Perhaps we are all in a state of continual metamorphosis. Change can happen rapidly or simmer slowly, taking time for the ‘goo’ to take shape, only to shift again in response to life’s experiences. Perhaps we never recognize ourselves as transformers until something compels us to look back. The only constant is change, and perhaps we are meant to make peace with that cliche—not to resist it, but to watch it unfold and mold ourselves into it as it happens.

WHO IS THE FALSE SELF?

“When a brother perceives himself as sick, he is perceiving himself not as whole.”

– A Course in Miracles

The decision to be the author of my own story means that I must pay attention to who is writing the script. Is it the person who is trying to survive or is it the person choosing to live? For me, the difference is that one is making choices referring to the past and the latter is open to something new.

Close to two years ago I left the conventional medical system for the second time after my lumpectomy. The last bit of information I got was that cancer cells were found in one of my lymph nodes. I’ve solely relied on my inner barometer to gauge my wellbeing since then. I am choosing to live rather than being a survivor. This is no easy feat when my mind projects illusions and entices me to believe in them.

Discomfort is an opportunity for a course correction. Studying A Course In Miracles is teaching me that. My sole intention to share my interpretation of what I am learning is to encode it. Writing about what I’m practicing helps to create new circuits in my brain to reinforce how I want to live.

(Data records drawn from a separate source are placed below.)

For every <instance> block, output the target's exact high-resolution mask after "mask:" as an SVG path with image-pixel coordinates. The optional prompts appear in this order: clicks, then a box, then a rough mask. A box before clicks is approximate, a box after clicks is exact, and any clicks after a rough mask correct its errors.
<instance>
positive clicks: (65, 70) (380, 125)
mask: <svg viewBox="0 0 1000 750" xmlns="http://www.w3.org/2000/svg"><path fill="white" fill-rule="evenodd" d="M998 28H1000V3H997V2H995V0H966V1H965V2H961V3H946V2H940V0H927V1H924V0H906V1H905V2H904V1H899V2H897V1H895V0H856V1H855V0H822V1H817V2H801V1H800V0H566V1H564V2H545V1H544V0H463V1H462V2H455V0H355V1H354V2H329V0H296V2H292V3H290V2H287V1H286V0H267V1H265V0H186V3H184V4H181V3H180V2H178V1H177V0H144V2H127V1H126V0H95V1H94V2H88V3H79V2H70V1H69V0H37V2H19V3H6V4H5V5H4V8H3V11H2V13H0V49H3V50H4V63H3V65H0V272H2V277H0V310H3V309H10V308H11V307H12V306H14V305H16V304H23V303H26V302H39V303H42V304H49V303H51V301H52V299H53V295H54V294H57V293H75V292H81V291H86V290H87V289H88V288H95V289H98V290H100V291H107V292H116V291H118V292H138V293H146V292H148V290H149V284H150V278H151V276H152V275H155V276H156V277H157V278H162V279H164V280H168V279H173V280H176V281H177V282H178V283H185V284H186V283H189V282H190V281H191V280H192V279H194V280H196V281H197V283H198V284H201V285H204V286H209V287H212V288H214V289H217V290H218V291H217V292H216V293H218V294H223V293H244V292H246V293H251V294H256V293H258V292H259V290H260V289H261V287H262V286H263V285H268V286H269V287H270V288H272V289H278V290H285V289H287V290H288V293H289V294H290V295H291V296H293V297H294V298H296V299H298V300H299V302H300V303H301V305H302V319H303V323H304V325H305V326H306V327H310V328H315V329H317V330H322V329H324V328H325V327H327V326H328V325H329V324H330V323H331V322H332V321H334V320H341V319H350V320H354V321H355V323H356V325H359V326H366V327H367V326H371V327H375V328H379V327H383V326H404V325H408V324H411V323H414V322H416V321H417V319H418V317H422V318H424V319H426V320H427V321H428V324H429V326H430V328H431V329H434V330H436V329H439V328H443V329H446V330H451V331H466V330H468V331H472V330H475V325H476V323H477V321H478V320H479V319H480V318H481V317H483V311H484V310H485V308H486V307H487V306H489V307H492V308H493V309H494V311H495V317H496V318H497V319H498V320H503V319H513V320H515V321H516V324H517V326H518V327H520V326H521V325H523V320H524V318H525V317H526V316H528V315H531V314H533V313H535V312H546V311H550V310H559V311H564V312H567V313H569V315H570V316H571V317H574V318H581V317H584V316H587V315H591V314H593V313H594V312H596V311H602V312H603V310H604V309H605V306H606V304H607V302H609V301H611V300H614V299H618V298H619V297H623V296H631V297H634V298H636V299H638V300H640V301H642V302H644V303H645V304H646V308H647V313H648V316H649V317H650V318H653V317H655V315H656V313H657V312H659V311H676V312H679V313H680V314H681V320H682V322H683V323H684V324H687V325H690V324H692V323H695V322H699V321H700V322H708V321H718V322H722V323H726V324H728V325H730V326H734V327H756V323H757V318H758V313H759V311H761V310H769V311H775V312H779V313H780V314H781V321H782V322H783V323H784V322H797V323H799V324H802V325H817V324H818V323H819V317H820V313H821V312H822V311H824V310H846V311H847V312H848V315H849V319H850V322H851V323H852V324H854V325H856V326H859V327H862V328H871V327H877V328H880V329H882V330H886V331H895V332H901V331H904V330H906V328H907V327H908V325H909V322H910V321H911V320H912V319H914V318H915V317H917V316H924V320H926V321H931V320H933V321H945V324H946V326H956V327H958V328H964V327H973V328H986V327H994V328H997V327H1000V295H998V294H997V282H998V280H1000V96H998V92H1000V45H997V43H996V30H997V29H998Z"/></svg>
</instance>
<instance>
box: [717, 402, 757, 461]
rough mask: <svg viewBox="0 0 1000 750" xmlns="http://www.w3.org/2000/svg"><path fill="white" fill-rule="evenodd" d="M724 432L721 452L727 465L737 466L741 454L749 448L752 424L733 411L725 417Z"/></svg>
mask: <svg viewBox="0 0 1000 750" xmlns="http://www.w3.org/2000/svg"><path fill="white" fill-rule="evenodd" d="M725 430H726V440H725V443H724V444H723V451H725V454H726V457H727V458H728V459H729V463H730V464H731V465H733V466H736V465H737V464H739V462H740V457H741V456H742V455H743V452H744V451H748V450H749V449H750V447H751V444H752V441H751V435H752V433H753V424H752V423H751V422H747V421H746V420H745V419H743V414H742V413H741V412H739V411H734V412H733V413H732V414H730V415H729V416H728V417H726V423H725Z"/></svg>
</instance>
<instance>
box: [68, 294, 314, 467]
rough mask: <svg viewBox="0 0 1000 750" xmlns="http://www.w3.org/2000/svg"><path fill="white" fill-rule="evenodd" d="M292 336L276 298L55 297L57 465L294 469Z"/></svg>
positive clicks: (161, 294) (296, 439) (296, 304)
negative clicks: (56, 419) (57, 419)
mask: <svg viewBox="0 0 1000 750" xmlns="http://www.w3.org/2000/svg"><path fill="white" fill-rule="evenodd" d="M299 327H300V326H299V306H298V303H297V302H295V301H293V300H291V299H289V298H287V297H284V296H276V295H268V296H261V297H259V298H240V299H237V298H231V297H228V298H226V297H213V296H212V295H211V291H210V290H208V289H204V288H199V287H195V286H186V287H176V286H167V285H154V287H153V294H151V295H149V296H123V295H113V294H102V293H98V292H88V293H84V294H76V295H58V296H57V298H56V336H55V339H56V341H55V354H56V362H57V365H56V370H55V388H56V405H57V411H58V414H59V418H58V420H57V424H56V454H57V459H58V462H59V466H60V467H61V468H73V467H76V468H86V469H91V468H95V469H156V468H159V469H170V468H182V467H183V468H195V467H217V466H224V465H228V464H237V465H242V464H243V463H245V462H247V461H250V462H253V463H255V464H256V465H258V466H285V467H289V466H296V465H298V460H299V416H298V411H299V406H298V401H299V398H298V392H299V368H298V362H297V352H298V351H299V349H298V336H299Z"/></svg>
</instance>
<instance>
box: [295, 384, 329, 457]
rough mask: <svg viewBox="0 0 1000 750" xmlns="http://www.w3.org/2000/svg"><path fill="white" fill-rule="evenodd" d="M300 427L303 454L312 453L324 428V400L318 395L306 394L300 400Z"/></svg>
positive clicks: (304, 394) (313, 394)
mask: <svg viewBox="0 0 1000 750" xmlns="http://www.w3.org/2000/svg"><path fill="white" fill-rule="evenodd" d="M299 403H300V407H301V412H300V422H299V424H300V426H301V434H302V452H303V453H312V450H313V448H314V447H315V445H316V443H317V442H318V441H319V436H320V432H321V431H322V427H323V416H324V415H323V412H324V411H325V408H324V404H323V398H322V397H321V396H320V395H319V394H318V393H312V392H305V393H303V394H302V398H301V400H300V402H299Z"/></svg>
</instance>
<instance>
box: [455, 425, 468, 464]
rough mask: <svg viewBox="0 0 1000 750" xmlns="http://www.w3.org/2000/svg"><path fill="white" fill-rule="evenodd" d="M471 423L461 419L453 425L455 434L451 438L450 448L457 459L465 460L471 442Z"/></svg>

A Course In Miracles teaches us that we were created to co-create in the “image and likeness” of Source. We were given a mind to extend the love of that which we are made of. Yet we have such difficulties directing it to ourselves and unto others. That is how we became attached to the mind that creates our suffering.

In the boundless freedom to create, we created a mind that identifies only with itself- the false self. The ego mind separated from the unalterable nature of Source to serve its own identity. Its survival depends on us believing in its projections. The projections are based on comparisons because it sees itself apart from everything else. Comparisons lead to judgement, judgement leads to anger, anger leads to pain and the cycle of suffering affirms itself. This is the misperception that the ego miscreated to preserve its role as protector.

Ego refers to the past and chooses the best option for the present. It expands on what has worked for us and tries to protect us from what’s hurt us. This is how it attempts to secure a future but it’s based on the illusion that we need protection. Our ego takes the lead role in the story it writes. Until we recognize who is writing the story we can not change the script.

To heal is to correct the perception that I am broken. To heal is to be certain of who I am. To heal is to redirect my mind to love and reside in our infinite nature.

The greatest obstacle in my life became the greatest opportunity to know myself. To end the conflict with myself, I must recognize when my ego is obscuring my perception to believe in it. I’ve been practicing by paying attention to how I see others. My perception and cues from my feelings tell me if I’m offline or aligned with the divine. It takes a great amount of awareness but that is why it is a practice!

As an artist, I realize why I love to paint. It’s because I love my creations as an extension of Source. My heart informs my hands and my creation informs my mind of my true origin- there I find peace.

PS: My simple understanding of what I am learning in ACM is serving me. I have included Dr. Wapnick’s video to offer a broader view.

LESSON: AWARENESS IS KEY FOR SELF REALIZATION. PAY ATTENTION TO CUES!